Making holistic schema matching robust: an ensemble approach

  • Authors:
  • Bin He;Kevin Chen-Chuan Chang

  • Affiliations:
  • University of Illinois at Urbana-Champaign, Urbana, IL;University of Illinois at Urbana-Champaign, Urbana, IL

  • Venue:
  • Proceedings of the eleventh ACM SIGKDD international conference on Knowledge discovery in data mining
  • Year:
  • 2005

Quantified Score

Hi-index 0.00

Visualization

Abstract

The Web has been rapidly "deepened" by myriad searchable databases online, where data are hidden behind query interfaces.
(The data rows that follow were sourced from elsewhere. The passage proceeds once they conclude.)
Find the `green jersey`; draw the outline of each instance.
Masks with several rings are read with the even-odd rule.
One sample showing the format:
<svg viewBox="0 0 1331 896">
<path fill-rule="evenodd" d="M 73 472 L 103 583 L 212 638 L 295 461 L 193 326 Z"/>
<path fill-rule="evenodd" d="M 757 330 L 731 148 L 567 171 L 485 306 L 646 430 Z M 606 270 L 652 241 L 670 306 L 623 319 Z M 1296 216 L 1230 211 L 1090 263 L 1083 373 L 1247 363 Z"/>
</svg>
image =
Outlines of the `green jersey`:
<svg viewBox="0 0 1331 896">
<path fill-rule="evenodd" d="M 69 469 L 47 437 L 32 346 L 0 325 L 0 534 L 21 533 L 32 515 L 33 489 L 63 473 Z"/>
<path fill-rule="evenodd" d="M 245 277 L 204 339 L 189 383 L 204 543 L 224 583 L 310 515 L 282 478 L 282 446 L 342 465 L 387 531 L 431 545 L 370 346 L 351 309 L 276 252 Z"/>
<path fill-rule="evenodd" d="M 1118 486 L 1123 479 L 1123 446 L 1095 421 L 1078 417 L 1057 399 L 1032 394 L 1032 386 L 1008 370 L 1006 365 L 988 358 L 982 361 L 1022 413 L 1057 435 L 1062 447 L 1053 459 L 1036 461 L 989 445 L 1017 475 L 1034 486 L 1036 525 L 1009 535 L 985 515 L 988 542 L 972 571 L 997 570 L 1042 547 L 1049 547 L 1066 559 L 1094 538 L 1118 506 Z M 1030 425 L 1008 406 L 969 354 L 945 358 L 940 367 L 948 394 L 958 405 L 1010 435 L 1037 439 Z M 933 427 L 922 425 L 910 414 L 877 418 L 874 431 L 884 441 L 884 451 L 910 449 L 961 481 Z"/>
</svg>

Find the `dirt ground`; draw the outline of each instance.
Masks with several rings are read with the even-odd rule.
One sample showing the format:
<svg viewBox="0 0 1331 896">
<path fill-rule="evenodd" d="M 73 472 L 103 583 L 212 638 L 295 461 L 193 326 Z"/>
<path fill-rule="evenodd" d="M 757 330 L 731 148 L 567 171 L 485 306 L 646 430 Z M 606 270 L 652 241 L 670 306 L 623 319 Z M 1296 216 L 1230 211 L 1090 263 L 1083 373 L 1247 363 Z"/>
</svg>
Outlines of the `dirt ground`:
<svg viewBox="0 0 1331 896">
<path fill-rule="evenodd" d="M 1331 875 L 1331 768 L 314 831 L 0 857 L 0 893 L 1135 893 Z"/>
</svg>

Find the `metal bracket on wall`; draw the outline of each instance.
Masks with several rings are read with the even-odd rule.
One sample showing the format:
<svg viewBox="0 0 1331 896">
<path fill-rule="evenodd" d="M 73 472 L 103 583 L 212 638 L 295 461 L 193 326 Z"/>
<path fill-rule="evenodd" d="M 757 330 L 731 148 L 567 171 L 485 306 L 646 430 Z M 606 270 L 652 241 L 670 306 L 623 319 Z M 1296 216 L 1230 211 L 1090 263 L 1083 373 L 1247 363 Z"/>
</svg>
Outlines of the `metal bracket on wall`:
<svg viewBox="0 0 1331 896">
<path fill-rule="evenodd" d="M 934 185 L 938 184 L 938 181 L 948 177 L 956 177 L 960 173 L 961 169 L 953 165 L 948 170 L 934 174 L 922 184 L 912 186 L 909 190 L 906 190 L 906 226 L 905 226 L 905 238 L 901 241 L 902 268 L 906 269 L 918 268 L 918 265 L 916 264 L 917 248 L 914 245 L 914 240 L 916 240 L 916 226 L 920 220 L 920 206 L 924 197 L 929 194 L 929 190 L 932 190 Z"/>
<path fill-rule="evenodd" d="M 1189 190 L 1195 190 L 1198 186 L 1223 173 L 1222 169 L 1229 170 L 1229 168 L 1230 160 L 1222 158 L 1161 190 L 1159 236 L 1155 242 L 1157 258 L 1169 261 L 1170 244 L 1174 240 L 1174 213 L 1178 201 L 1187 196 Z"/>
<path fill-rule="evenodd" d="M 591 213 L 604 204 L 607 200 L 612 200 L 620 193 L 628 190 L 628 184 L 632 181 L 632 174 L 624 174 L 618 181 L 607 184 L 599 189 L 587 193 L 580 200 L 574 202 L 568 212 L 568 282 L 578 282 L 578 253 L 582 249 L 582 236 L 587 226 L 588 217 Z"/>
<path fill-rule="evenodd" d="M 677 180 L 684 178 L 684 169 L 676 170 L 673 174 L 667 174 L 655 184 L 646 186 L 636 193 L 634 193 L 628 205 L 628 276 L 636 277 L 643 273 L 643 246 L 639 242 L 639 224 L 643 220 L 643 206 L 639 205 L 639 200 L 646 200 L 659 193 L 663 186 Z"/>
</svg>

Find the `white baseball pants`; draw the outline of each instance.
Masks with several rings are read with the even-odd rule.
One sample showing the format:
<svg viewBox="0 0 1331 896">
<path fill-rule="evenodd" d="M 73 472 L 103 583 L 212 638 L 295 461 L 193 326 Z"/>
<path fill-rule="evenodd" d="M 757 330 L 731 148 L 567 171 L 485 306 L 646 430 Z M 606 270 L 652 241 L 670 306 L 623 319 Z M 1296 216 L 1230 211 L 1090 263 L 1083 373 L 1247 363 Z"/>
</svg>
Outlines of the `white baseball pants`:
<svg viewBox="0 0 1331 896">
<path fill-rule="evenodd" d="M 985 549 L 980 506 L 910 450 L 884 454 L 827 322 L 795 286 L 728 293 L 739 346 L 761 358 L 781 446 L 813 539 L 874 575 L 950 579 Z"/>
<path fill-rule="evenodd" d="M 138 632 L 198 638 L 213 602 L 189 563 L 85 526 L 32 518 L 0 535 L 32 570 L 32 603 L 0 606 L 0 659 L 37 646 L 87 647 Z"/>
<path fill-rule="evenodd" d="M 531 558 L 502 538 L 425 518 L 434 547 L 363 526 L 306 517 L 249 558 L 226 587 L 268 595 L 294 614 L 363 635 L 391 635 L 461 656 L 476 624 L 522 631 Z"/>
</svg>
As an essential task toward integrating these massive "deep Web" sources, large scale schema matching (i.e., discovering semantic correspondences of attributes across many query interfaces) has been actively studied recently. In particular, many works have emerged to address this problem by "holistically" matching many schemas at the same time and thus pursuing "mining" approaches in nature. However, while holistic schema matching has built its promise upon the large quantity of input schemas, it also suffers the robustness problem caused by noisy data quality. Such noises often inevitably arise in the automatic extraction of schema data, which is mandatory in large scale integration. For holistic matching to be viable, it is thus essential to make it robust against noisy schemas. To tackle this challenge, we propose a data-ensemble framework with sampling and voting techniques, which is inspired by bagging predictors. Specifically, our approach creates an ensemble of matchers, by randomizing input schema data into many independently downsampled trials, executing the same matcher on each trial and then aggregating their ranked results by taking majority voting. As a principled basis, we provide analytic justification of the effectiveness of this data-ensemble framework. Further, empirically, our experiments on real Web data show that the "ensemblization" indeed significantly boosts the matching accuracy under noisy schema input, and thus maintains the desired robustness of a holistic matcher.